In the most recent reform package, the Legislature prohibited the assignment of any right to attorney’s fees, adding the following language to both Sections 627.428 and 626.9373:
In a suit arising under a residential or commercial property insurance policy, the right to attorney fees under this section may not be transferred to, assigned to, or acquired in any other manner by anyone other than a named or omnibus insured or a named beneficiary.
By removing the potential for statutory attorney’s fee shifting, the Legislature removed a significant incentive for attorneys and contractors to file unnecessary lawsuits, to over litigate, or to litigate in a manner that is disproportionate to the value of the dispute. After all, these contractors and attorneys are not the property owners whose property was damaged, but are instead professionals who target insurance claims to develop business.
In conjunction with amending Sections 627.428 and 626.9373, the law also amends Section 627.7152, the pre-suit notice statute for AOB litigation. The statute still requires assignees to give admitted insurers 10 business days’ notice before filing suit, but no longer provides a mechanism for attorney’s fee shifting.
Adjustment of Claims
Under Florida Statutes Section 627.70131, which also applies to surplus lines insurers, unless otherwise provided by the policy or by law, the insurer shall begin its investigation of the claim within 14 days after receiving proof of loss statements, unless the failure to begin such investigation is caused by factors beyond the control of the insurer. Section 627.70131(3)(b) now includes the additional requirement that “[f]or claims other than those subject to a hurricane deductible, an insurer must conduct any such physical inspection within 45 days after its receipt of the proof of loss statements.”
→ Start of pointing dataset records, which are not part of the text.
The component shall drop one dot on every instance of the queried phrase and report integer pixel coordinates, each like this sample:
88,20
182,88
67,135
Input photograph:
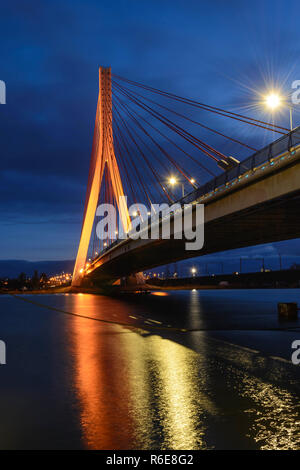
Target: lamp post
172,181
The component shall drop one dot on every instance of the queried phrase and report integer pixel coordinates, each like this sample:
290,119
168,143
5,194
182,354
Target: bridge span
256,202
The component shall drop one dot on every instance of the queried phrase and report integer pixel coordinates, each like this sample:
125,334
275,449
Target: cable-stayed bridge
150,151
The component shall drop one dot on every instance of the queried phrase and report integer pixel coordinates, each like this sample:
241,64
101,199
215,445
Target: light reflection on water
108,386
139,390
135,390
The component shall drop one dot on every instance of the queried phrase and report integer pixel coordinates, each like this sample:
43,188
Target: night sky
223,53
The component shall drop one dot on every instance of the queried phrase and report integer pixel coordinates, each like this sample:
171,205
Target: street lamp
173,181
274,100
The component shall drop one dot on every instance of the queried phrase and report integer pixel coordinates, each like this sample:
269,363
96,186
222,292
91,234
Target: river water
169,370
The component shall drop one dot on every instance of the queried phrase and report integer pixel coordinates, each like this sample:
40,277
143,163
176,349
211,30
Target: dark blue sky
223,53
With respect to estimates created by the insurer, Section 627.70131 now provides:
(d) Within 7 days after the insurer’s assignment of an adjuster to the claim, the insurer must notify the policyholder that he or she may request a copy of any detailed estimate of the amount of the loss generated by an insurer’s adjuster. After receiving such a request from the policyholder, the insurer must send any such detailed estimate to the policyholder within the later of 7 days after the insurer received the request or 7 days after the detailed estimate of the amount of the loss is completed. This paragraph does not require that an insurer create a detailed estimate of the amount of the loss if such estimate is not reasonably necessary as part of the claim investigation.
Thus, if a policyholder requests a copy of an insurer’s estimate, the insurer must send a copy of the estimate within 7 days, or if the estimate is not yet competed, within 7 days after it is completed. But, an insurer need not create an estimate to respond to a request.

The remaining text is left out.